“I have no reason to believe government officials are deliberately hiding the way they pay for capital trials, but I do believe taxpayers in death penalty states are paying for these trials in ways they would not realize.”
And some of the ways they’re paying, according to West Virginia University Economics Professor Alexander Lundberg in his recently published paper, “On the Public Finance of Capital Punishment,” is by paying higher property taxes. “Counties meet the expense of trial by raising property tax rates and by reducing public safety expenditure. Property crime rises as a consequence of the latter,” he explained in an email.
While Lundberg says that “in some cases” county officials are open about raising taxes or reallocating funds from other areas, some “may not even be aware of the trade-off.
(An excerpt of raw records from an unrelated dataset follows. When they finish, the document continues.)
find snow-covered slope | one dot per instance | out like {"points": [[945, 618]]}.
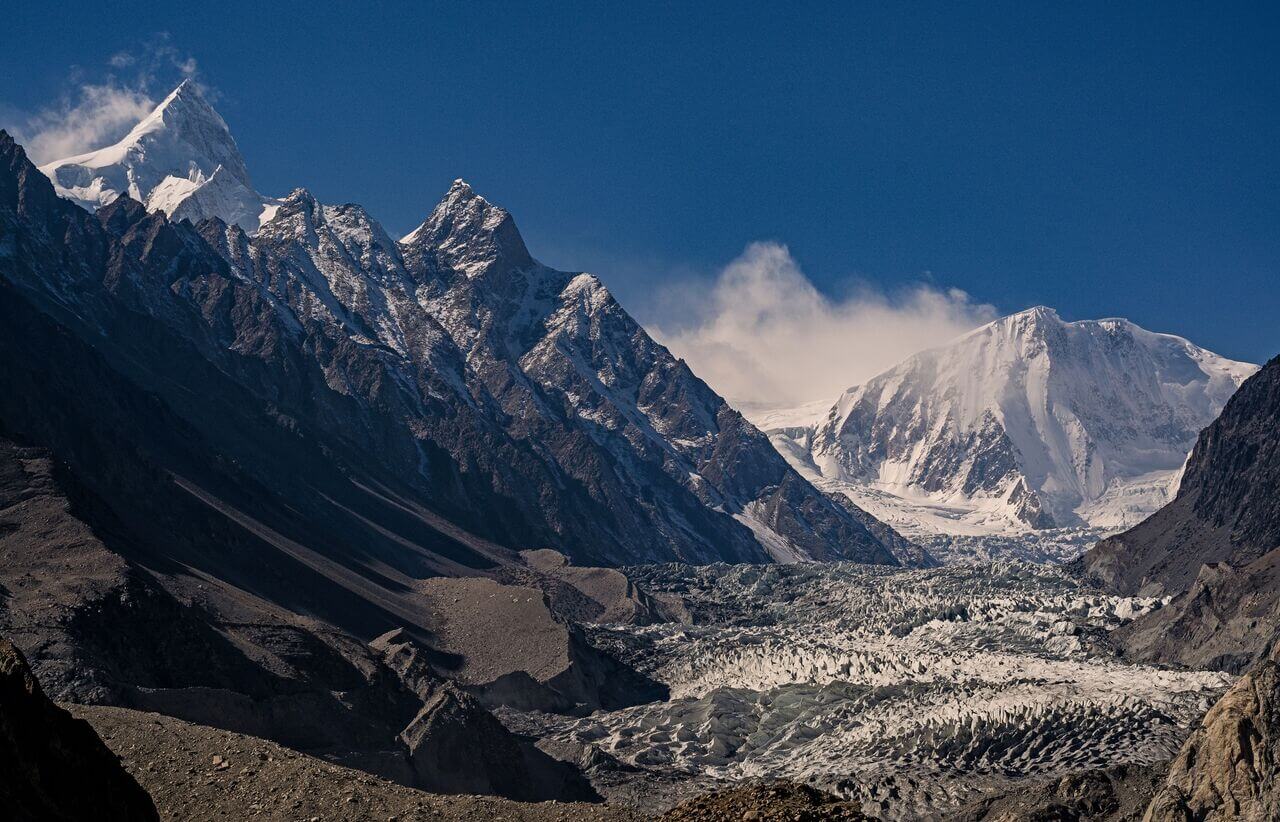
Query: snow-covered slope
{"points": [[1027, 423], [181, 159]]}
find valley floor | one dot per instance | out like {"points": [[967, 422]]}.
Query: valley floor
{"points": [[196, 773], [912, 693]]}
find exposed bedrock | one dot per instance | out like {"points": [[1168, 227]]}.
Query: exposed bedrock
{"points": [[53, 766]]}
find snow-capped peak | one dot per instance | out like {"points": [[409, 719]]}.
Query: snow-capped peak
{"points": [[471, 234], [179, 159], [1029, 420]]}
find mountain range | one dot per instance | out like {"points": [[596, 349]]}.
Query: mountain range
{"points": [[265, 467], [479, 379]]}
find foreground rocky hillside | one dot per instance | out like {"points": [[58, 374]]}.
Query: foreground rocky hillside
{"points": [[1229, 767], [53, 766]]}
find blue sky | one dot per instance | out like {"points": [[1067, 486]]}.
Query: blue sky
{"points": [[1097, 159]]}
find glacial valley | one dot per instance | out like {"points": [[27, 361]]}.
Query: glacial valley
{"points": [[910, 692]]}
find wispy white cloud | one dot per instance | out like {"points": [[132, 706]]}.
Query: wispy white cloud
{"points": [[100, 106], [760, 333]]}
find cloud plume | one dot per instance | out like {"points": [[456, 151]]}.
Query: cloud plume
{"points": [[763, 336], [95, 113]]}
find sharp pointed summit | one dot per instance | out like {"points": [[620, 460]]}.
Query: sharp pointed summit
{"points": [[181, 159], [470, 234]]}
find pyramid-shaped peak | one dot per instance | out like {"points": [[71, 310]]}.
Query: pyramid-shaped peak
{"points": [[469, 233]]}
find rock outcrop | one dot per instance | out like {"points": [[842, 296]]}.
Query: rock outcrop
{"points": [[1216, 547], [53, 766], [1229, 768]]}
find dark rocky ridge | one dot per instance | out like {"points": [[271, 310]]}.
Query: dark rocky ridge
{"points": [[219, 478], [1216, 544], [53, 766], [1228, 768]]}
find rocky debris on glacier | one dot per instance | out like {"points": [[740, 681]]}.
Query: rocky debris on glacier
{"points": [[1116, 794], [1028, 423], [908, 692], [506, 644], [766, 802]]}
They could simply look at a budget deficit and try to handle it by raising taxes and cutting spending in the most accessible targets.”
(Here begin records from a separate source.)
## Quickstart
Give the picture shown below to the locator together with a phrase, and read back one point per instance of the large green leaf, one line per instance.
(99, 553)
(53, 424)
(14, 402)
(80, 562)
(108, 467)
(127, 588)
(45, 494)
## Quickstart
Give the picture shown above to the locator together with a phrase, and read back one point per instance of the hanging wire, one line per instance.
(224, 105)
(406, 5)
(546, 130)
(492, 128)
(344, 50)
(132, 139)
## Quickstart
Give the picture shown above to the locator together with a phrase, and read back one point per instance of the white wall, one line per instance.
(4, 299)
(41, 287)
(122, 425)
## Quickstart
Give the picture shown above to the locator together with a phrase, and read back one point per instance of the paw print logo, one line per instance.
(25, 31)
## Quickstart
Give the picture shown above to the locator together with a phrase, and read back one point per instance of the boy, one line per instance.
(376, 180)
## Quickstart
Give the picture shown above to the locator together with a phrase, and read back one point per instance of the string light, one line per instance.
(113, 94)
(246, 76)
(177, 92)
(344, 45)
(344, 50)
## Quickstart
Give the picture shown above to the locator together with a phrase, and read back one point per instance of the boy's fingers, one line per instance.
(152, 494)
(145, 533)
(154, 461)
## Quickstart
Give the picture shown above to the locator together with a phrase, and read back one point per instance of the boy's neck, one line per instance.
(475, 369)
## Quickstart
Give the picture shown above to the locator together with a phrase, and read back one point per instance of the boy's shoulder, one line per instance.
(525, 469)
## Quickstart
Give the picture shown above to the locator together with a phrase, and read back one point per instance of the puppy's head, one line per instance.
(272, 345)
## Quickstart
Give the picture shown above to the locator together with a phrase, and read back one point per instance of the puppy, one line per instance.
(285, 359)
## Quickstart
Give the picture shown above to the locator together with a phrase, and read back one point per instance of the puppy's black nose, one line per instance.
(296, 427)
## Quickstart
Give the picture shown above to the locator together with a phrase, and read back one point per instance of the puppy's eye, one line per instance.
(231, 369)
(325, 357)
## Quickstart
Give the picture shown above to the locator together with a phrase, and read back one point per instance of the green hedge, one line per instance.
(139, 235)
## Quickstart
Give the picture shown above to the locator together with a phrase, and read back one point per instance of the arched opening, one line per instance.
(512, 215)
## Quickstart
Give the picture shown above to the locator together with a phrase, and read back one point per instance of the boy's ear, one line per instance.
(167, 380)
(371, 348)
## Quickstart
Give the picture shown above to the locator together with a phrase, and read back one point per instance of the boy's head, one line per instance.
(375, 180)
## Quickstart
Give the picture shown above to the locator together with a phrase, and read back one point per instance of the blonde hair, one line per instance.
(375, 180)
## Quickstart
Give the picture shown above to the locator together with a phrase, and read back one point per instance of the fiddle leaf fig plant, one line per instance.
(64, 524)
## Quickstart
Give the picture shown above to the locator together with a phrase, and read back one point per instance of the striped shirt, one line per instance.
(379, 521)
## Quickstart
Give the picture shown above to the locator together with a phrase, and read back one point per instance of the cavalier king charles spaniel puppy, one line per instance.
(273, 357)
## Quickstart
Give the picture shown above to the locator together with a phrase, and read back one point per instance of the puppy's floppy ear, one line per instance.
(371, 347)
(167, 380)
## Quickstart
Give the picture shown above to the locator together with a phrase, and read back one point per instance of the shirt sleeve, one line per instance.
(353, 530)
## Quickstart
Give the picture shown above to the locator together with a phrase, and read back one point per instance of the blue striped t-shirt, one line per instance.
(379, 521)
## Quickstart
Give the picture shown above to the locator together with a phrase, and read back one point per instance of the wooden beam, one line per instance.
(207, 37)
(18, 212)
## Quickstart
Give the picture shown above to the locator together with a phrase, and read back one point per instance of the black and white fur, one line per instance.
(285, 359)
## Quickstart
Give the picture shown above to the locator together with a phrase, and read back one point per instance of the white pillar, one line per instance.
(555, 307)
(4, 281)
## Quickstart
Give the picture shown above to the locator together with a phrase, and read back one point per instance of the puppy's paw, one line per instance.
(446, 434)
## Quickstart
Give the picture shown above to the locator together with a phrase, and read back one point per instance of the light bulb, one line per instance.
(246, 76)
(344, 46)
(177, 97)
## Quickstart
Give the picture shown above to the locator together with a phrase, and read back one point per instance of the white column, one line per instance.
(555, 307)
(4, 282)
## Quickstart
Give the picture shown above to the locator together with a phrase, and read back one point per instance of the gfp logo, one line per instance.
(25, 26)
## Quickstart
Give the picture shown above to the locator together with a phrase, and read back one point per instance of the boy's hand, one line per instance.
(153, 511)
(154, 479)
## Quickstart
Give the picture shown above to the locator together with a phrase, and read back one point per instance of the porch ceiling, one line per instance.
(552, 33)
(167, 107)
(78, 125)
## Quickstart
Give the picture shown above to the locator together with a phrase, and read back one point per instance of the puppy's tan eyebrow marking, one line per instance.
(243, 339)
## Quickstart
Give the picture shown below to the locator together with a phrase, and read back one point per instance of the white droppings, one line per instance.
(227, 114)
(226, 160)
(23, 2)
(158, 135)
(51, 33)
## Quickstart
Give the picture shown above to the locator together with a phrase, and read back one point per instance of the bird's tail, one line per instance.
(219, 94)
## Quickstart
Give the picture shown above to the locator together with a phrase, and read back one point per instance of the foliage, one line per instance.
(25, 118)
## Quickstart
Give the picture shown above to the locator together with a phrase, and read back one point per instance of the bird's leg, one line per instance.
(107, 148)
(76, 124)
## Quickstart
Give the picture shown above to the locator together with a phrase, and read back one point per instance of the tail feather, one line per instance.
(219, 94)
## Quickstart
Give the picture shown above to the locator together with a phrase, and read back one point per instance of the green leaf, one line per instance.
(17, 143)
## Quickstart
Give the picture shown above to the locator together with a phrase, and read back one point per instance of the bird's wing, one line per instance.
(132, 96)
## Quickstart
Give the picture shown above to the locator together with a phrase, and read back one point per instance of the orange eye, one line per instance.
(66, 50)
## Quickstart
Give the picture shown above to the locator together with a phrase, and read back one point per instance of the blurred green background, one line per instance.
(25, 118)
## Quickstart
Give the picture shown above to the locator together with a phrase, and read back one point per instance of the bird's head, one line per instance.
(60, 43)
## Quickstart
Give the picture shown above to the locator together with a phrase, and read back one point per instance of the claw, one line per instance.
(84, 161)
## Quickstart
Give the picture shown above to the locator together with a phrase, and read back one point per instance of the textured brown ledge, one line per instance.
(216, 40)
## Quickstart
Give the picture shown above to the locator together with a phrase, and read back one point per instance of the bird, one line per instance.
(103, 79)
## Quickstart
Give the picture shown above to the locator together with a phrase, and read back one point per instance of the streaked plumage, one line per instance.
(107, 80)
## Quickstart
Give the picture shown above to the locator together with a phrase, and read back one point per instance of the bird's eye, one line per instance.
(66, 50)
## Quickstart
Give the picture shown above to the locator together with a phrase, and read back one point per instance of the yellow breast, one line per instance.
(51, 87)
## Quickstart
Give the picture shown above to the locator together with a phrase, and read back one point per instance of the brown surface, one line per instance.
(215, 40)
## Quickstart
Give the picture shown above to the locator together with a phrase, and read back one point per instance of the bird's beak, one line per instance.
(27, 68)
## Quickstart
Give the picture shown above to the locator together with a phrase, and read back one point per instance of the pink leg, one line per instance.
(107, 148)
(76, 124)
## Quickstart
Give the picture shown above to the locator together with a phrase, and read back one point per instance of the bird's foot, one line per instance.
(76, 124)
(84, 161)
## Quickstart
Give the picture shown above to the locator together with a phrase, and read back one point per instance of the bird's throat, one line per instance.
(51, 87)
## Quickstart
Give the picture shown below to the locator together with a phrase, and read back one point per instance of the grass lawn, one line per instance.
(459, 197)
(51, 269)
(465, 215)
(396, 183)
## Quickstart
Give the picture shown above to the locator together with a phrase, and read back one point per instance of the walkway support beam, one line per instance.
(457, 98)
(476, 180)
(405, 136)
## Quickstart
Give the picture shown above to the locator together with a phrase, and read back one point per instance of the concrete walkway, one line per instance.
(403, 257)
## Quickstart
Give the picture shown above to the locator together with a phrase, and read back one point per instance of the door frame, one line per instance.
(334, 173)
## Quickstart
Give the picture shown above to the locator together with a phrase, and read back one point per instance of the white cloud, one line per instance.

He says what was most surprising to him was the link between capital trials and property crime.
“Although we know police deter crime, I was surprised to find counties often cut spending on police to fund these trials.” He says Katherine Baicker, dean of the University of Chicago Harris School of Public Policy and Law Professor and Founding Director of the West Virginia Innocence Project Valena Beety both have found evidence of cuts to road and bridge spending as well.
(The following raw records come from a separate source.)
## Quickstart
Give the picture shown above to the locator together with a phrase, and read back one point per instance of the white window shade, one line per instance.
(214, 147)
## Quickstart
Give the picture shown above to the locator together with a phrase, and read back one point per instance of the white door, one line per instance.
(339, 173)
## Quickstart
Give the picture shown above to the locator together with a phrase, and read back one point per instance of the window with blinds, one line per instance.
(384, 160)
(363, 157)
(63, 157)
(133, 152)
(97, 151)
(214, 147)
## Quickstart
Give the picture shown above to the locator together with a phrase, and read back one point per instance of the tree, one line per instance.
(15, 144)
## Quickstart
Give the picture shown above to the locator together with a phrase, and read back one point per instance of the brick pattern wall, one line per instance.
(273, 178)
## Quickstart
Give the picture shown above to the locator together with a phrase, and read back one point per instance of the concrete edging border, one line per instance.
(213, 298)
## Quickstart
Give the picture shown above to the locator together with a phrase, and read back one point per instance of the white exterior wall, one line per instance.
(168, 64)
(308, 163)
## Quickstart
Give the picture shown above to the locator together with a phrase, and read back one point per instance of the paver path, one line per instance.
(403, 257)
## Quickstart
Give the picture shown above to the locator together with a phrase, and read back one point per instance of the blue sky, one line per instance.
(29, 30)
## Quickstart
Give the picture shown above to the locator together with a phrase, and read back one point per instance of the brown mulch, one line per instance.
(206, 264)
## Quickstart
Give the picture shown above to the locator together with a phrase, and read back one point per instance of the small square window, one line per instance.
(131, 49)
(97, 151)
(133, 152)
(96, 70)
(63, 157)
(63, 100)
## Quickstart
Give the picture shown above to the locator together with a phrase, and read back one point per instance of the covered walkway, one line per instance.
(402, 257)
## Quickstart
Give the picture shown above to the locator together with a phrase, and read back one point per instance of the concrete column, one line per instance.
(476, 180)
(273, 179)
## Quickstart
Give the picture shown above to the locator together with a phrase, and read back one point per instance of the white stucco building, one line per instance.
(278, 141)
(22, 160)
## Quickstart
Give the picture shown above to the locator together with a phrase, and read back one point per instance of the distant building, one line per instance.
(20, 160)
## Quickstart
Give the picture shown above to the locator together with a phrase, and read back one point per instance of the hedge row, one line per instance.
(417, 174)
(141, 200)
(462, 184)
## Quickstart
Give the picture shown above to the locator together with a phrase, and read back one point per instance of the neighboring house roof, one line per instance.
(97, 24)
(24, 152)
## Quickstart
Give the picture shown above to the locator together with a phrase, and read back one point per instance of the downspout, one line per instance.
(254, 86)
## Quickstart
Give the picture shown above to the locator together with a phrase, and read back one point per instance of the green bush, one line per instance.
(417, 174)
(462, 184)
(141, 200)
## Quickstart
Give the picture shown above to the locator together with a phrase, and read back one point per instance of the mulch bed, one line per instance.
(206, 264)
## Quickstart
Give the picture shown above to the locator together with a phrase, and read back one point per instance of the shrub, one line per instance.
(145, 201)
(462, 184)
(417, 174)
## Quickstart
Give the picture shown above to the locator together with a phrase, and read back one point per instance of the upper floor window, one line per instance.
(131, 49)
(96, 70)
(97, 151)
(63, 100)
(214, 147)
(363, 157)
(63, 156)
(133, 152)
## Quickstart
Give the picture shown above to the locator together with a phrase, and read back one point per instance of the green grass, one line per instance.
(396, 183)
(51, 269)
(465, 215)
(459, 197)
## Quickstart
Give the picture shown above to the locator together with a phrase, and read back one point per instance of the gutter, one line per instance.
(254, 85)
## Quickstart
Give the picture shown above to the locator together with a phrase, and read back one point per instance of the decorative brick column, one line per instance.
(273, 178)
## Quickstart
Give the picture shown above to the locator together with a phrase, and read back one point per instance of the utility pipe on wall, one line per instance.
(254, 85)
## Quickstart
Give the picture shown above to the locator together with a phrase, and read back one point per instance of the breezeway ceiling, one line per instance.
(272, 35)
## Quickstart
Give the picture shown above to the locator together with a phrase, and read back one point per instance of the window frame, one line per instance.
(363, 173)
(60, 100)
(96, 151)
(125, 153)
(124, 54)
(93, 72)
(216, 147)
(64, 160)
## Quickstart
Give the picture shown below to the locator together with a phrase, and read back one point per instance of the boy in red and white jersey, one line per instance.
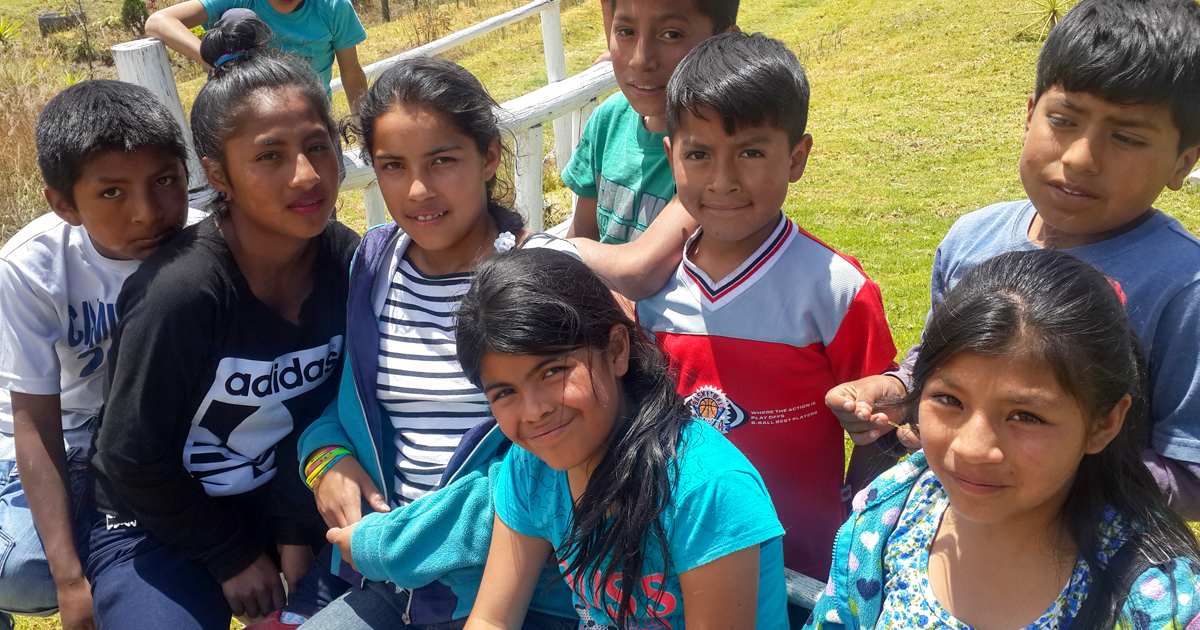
(761, 318)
Lundberg focused on Texas — which he says is “typical of how most death penalty states operate” — because of its “data availability and financial transparency.” The state “publishes the outcomes of all capital trials and requires counties to have independent auditors provide annual financial statements.” And because it holds more death penalty trials than most other states, it “offers an exceptional opportunity to study how counties respond to the fiscal shock of capital trials.”
While Lundberg doesn’t believe governments are trying to hide how they pay for capital trials, he does think, “Support for the death penalty would decrease if citizens knew its true cost to them personally. I think most people would be surprised to learn they pay higher taxes and get fewer government services, like policing, to maintain the death penalty.”